KIRT
- Mission, Texas; United States;
- Broadcast area: Rio Grande Valley
- Frequency: 1580 kHz
- Branding: La Radical

Programming
- Format: Defunct (was Spanish Christian)

Ownership
- Owner: Iglesia del Pueblo; (Bravo Broadcasting Company, Inc.);

History
- First air date: 1957
- Last air date: November 21, 2023

Technical information
- Licensing authority: FCC
- Facility ID: 56474
- Class: B
- Power: 1,000 watts day; 302 watts night;
- Transmitter coordinates: 26°17′34.8″N 98°19′51.6″W﻿ / ﻿26.293000°N 98.331000°W

Links
- Public license information: Public file; LMS;

= KIRT =

Radio station in Mission, Texas (1957–2023)

KIRT was a radio station at 1580 AM in Mission, Texas.
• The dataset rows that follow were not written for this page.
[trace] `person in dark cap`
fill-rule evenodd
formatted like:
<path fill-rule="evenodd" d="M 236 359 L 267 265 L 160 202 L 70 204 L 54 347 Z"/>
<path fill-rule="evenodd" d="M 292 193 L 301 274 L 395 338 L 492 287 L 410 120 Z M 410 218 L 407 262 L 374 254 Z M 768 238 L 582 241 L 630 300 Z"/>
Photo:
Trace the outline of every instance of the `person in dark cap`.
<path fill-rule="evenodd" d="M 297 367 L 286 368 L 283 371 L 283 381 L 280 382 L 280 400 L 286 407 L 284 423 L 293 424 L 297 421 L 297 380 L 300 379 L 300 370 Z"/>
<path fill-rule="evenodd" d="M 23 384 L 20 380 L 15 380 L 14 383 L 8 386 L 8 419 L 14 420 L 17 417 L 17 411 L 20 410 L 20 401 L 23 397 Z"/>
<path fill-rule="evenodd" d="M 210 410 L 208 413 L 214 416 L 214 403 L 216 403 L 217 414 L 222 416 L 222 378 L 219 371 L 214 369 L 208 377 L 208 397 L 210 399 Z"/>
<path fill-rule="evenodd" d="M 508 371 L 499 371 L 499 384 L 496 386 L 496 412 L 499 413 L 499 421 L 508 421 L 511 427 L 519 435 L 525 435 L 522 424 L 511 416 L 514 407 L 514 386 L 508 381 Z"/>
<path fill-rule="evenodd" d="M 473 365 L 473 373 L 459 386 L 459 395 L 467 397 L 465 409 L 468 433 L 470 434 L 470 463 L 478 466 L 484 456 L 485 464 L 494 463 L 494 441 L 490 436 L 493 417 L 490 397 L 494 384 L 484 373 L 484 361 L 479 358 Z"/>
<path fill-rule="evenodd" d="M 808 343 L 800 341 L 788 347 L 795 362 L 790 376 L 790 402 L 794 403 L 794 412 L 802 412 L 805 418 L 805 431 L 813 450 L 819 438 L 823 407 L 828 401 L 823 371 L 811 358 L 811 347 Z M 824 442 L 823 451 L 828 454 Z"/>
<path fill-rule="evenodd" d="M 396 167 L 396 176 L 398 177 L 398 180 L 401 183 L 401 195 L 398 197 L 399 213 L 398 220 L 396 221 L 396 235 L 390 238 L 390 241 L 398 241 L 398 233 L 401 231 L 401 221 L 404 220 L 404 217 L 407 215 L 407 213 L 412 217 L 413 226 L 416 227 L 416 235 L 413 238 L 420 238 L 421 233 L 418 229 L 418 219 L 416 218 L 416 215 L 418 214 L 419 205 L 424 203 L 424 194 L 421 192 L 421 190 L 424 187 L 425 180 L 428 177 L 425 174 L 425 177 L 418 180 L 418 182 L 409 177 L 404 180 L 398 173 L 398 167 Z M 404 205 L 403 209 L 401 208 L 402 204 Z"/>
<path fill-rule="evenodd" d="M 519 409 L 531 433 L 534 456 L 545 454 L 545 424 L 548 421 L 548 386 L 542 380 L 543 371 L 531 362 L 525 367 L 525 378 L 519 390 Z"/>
It was owned by Bravo Broadcasting Company and carried a Spanish language Christian talk and teaching radio format known as "La Radical." Its license was revoked on November 21, 2023, for failure to pay regulatory fees.

==History==
KIRT received its license in 1957 and by 1958 was broadcasting entirely in Spanish. Its initial owners, Robert F. Pool Sr. and Jr., sold the station to KIRT, Inc. in 1958; in 1970, KIRT was sold to Rio Broadcasting Company.

In 2001, Bravo Broadcasting Company was transferred from Edward L. Gómez to Iglesia del Pueblo.

On November 21, 2023, the Federal Communications Commission revoked KIRT's license for failure to pay delinquent regulatory fees. This came after a required response from the station did not occur. The total amount of money owed was $36,165.23 plus interest.